To further identify the targets of CPSF1 in TNBC, we performed RNA sequencing (RNA-seq) with a depth of > 1 × 108 reads after knocking down CPSF1 in parallel with a control knockdown. Differential expression genes were determined, and 356 up-regulated genes and 501 down-regulated genes were identified in CPSF1-knockdown cells (Figure S20). Pathway analysis revealed that several classic TNBC pathways, including the JAK/STAT signaling pathway, ECM receptor pathway and PI3K/Akt pathway, were affected in CPSF1-knockdown cell lines (Figure 6E). Then, we used the well-established algorithm DaPars to examine the 3'UTR alterations between control and CPSF1 knockdown cells. DaPars identified 579 transcripts possessing a significant shift in 3'UTR usage in response to CPSF1 depletion (Figure 6F). However, there was no statistically significant correlation between APA events and gene expression in CPSF-knockdown cells (Figure 6G). We observed 21 initial 3'UTR shortening or lengthening events in TNBC samples were reversed in CPSF1-depleted TNBC cells (Figure S21 A-B). Figure 6H shows several genes (MMS22L, SPIDR, MTA3 and MIA3) whose APAs were altered by CPSF1 knockdown. We observed not only shortening of 3'UTRs, but also lengthening and no changes, indicating that the CPSF complex regulates many, but not all, genes capable of APA. In TCGA cohort, the 3'UTR shortening of SPIDR was associated with poor survival whereas no survival difference was observed when patients were divided by APA events of MTA3 or MIA3 (Figure S22).
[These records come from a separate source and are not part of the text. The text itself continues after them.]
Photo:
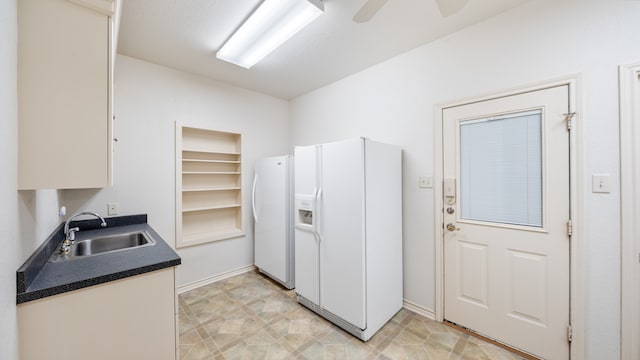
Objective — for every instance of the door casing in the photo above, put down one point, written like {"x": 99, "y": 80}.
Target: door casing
{"x": 578, "y": 197}
{"x": 629, "y": 202}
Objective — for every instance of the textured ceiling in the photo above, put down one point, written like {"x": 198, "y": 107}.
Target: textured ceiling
{"x": 185, "y": 34}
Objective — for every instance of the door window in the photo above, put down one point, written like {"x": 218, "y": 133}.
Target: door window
{"x": 501, "y": 169}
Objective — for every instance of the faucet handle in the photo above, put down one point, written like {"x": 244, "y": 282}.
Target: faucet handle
{"x": 71, "y": 234}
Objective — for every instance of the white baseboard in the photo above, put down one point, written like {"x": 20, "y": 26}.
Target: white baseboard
{"x": 212, "y": 279}
{"x": 428, "y": 313}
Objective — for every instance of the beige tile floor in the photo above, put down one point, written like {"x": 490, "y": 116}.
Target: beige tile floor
{"x": 250, "y": 317}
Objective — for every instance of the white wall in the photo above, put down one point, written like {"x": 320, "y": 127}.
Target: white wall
{"x": 394, "y": 102}
{"x": 11, "y": 254}
{"x": 148, "y": 100}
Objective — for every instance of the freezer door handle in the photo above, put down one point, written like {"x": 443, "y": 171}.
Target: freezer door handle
{"x": 253, "y": 198}
{"x": 316, "y": 213}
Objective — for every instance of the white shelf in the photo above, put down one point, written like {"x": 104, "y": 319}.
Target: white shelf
{"x": 211, "y": 161}
{"x": 206, "y": 208}
{"x": 208, "y": 186}
{"x": 211, "y": 151}
{"x": 210, "y": 173}
{"x": 201, "y": 238}
{"x": 210, "y": 189}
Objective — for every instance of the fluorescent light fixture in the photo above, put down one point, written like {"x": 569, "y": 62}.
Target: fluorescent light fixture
{"x": 273, "y": 23}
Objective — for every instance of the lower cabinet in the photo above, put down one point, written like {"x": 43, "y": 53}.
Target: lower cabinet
{"x": 131, "y": 318}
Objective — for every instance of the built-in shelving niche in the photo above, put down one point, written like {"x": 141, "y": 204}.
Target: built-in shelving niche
{"x": 208, "y": 185}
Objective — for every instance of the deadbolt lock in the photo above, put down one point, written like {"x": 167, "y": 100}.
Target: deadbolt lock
{"x": 452, "y": 227}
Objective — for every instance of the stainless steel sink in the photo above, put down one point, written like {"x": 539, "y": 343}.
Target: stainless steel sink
{"x": 104, "y": 244}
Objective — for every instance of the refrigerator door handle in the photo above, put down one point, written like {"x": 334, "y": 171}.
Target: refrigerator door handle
{"x": 316, "y": 213}
{"x": 253, "y": 198}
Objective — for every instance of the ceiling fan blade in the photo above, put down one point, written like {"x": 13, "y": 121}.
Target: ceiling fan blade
{"x": 450, "y": 7}
{"x": 368, "y": 10}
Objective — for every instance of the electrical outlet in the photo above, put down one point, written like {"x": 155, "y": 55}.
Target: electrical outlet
{"x": 426, "y": 181}
{"x": 112, "y": 209}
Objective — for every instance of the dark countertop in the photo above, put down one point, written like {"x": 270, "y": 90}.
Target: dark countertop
{"x": 37, "y": 278}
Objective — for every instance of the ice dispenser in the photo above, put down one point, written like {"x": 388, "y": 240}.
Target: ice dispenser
{"x": 304, "y": 212}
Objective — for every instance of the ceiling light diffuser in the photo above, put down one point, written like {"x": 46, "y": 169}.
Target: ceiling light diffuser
{"x": 273, "y": 23}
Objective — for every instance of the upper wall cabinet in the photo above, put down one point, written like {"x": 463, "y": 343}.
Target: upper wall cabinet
{"x": 65, "y": 84}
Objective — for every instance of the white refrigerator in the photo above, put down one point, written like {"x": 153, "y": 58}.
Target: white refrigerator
{"x": 272, "y": 206}
{"x": 348, "y": 233}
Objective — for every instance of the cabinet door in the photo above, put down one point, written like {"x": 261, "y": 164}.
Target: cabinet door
{"x": 64, "y": 95}
{"x": 131, "y": 318}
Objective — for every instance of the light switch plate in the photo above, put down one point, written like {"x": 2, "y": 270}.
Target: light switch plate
{"x": 600, "y": 183}
{"x": 426, "y": 181}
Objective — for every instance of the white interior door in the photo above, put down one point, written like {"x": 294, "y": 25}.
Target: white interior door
{"x": 506, "y": 214}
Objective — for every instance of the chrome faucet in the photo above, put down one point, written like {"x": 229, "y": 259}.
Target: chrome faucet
{"x": 70, "y": 234}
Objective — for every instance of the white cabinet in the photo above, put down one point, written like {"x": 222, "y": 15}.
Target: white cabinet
{"x": 208, "y": 185}
{"x": 131, "y": 318}
{"x": 65, "y": 58}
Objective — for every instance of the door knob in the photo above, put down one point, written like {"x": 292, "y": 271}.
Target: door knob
{"x": 452, "y": 227}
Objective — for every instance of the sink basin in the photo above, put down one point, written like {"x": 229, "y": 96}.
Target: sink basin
{"x": 104, "y": 244}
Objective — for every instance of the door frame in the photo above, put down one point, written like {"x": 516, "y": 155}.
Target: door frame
{"x": 577, "y": 200}
{"x": 629, "y": 215}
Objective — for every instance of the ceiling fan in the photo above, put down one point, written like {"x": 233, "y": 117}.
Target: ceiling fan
{"x": 371, "y": 7}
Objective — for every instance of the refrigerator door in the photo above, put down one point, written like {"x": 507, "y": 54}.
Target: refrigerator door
{"x": 272, "y": 201}
{"x": 306, "y": 240}
{"x": 341, "y": 228}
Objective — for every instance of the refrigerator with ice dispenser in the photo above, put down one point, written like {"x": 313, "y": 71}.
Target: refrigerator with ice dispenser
{"x": 348, "y": 232}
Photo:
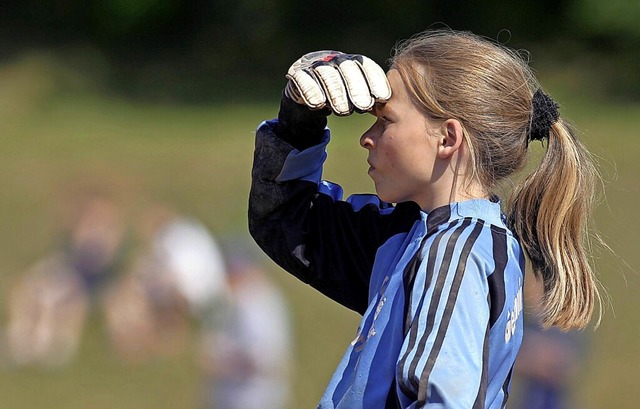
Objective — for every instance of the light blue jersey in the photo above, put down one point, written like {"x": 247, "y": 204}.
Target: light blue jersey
{"x": 440, "y": 293}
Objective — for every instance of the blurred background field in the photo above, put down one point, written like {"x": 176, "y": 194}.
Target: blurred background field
{"x": 154, "y": 104}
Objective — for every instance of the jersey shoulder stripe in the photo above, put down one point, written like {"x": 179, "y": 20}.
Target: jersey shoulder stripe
{"x": 451, "y": 301}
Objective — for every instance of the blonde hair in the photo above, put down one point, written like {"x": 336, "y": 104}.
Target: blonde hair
{"x": 489, "y": 88}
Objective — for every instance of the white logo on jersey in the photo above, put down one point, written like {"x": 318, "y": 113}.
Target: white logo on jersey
{"x": 513, "y": 315}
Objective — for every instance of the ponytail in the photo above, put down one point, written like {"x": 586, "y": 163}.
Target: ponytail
{"x": 549, "y": 211}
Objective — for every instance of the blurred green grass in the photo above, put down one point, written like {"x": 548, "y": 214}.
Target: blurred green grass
{"x": 199, "y": 159}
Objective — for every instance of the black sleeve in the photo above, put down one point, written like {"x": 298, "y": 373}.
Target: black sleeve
{"x": 299, "y": 126}
{"x": 323, "y": 242}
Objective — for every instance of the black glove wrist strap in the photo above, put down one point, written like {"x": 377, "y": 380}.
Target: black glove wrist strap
{"x": 300, "y": 126}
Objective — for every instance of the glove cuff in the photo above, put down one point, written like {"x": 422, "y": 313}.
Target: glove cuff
{"x": 299, "y": 126}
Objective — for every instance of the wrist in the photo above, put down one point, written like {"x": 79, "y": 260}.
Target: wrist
{"x": 300, "y": 126}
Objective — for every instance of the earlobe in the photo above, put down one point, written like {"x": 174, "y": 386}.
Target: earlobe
{"x": 451, "y": 138}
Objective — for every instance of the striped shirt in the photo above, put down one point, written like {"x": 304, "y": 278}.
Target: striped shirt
{"x": 440, "y": 293}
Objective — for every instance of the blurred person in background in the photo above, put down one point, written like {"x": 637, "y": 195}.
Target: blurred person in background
{"x": 549, "y": 359}
{"x": 247, "y": 346}
{"x": 49, "y": 304}
{"x": 178, "y": 275}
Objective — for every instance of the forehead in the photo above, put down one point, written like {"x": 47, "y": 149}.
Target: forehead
{"x": 399, "y": 96}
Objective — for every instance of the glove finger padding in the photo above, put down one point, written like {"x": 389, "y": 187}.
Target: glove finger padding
{"x": 344, "y": 82}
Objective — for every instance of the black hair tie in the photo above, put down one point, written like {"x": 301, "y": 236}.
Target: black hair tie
{"x": 545, "y": 113}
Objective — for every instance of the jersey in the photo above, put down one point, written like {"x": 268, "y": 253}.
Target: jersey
{"x": 440, "y": 293}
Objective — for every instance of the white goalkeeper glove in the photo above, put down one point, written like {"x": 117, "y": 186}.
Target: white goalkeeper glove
{"x": 343, "y": 82}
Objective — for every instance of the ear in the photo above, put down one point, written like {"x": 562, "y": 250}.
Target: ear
{"x": 451, "y": 138}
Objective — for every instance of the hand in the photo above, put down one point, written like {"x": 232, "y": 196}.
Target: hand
{"x": 343, "y": 82}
CPSF1 depletion results in decreased proliferation, enhanced apoptosis, cell cycle redistribution and alternative polyadenylation (APA) events. (A) Western blot analysis of MDA-MB-231 and MDA-MB-468 lysates infected with control and shRNA lentivirus targeting CPSF1. (B) Growth of MDA-MB-231 cells and MDA-MB-468 cells was measured after infection with CPSF1 shRNA lentivirus and control shRNA lentivirus. The results shown are the means ± standard deviation (s.d.) (n = 3). (C) CPSF1 knockdown increased the apoptosis rate in MDA-MB-231 cells (n = 3). (D) CPSF1 depletion led to cell cycle redistribution in MDA-MB-231 (n = 3). (E) Enriched pathways in CPSF1 knockdown MDA-MB-231 cells. (F) Scatterplot of percentage of distal poly(A) site usage index (PDUI) in control and CPSF1 knockdown MDA-MB-231 cells, where mRNAs were significantly shortened (n = 243) and lengthened (n = 336) after CPSF1 knockdown. (G) Correlation between distal poly(A) site usage and gene expression levels of control and CPSF1 knockdown MDA-MB-231 cells. (H) Representative RNA-seq density plots along with ΔPDUI values for genes whose 3′UTR was unchanged (MMS22L), lengthened (SPIDR and MIA3) and shortened (MTA3) in response to CPSF1 knockdown. **p < 0.01, ***p < 0.001. Abbreviations: APA, alternative polyadenylation; PDUI, percentage of distal poly(A) site usage index.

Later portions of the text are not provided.